Hailing from Chicago, the Hutchinson sisters--Sheila, Wanda, and Jeanette--got their start in the church. While they had formed a gospel act, the Heavenly Sunbeams, they shifted their focus to secular music by the late 1960s. Signing with the Stax label, they released their first album So I Can Love You in 1969. Produced by Isaac Hayes and David Porter, the album spawned a modest R&B hit with the title track. While they remained on the famed Memphis label until its 1975 demise, the Emotions found greater success after signing with Columbia and working under the tutelage of Earth, Wind & Fire founder Maurice White. Along with EWF collaborator Charles Stepney, White produced what would become the Emotions' signature songs: "Best of My Love" and "Don't Ask My Neighbors," both from their 1977 breakout album Rejoice. Perfectly timed to coincide with the rapidly rising disco movement, "Best of My Love" transformed into a dance staple. Their ranking as rulers of the dance floor was solidified when the Emotions teamed with EWF for the 1979 crossover smash "Boogie Wonderland."
Before their success with White and Stepney, the Emotions recorded the modern Christmas classic "What Do the Lonely Do at Christmas?" Co-written by Stax songwriters Hampton and Banks, the song stands as an ode to those who may be spending the holidays alone. The opening, a snippet of a mournful version of "Jingle Blues," strongly hints that this track will not be a joyful celebration of the holidays. Cleverly, jingle bells serve as percussion throughout the song, but the lush strings, horns, and wah-wah pedal-powered guitar firmly place the music in 1970s soul. The songwriters masterfully work in titles and lyrics from famous carols, but turn them inside out to express longing instead of happiness. "'Tis the season to be jolly / But how can I be when I have nobody?" lead vocalist Sheila almost whispers. "A silent night I know it's gonna be / Joy to the world but it's gonna be sad for me."
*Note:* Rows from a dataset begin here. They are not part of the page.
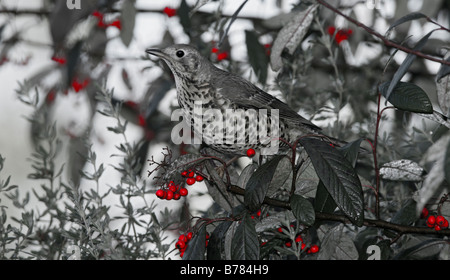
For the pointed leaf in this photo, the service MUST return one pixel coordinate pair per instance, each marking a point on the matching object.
(291, 35)
(338, 177)
(183, 14)
(303, 210)
(402, 170)
(408, 17)
(258, 184)
(257, 56)
(196, 247)
(245, 243)
(408, 97)
(216, 243)
(337, 245)
(127, 20)
(406, 64)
Sheila's emotional (no pun intended) vocals emphasize the heartbreak of the narrator, lamenting that she cannot participate in typical activities of the season--singing, kissing beneath the mistletoe, and watching children play with their new toys--because she will not be with her significant other. Her sisters underscore her pain by harmonizing on the title phrase; toward the end of the song, they cry out "What do they do, what do they do at Christmas?" a particular highlight of the track. Producer Al Bell never lets the ornate arrangement overpower the sisters' gospel-inflected voices, his light touch allowing the sadness to seep through (and allow listeners to empathize with the narrator's plight).
While they never duplicated their late 1970s hitmaking streak, the Emotions continued recording new music and even collaborated with Snoop Dogg on the 2013 track "Life." In addition, artists ranging from LL Cool J and A Tribe Called Quest to Toni Braxton and Mary J. Blige have sampled their iconic songs. They may be best remembered for their disco hits, but "What Do the Lonely Do at Christmas?" also cements their legacy as one of the great female trios of the 1970s.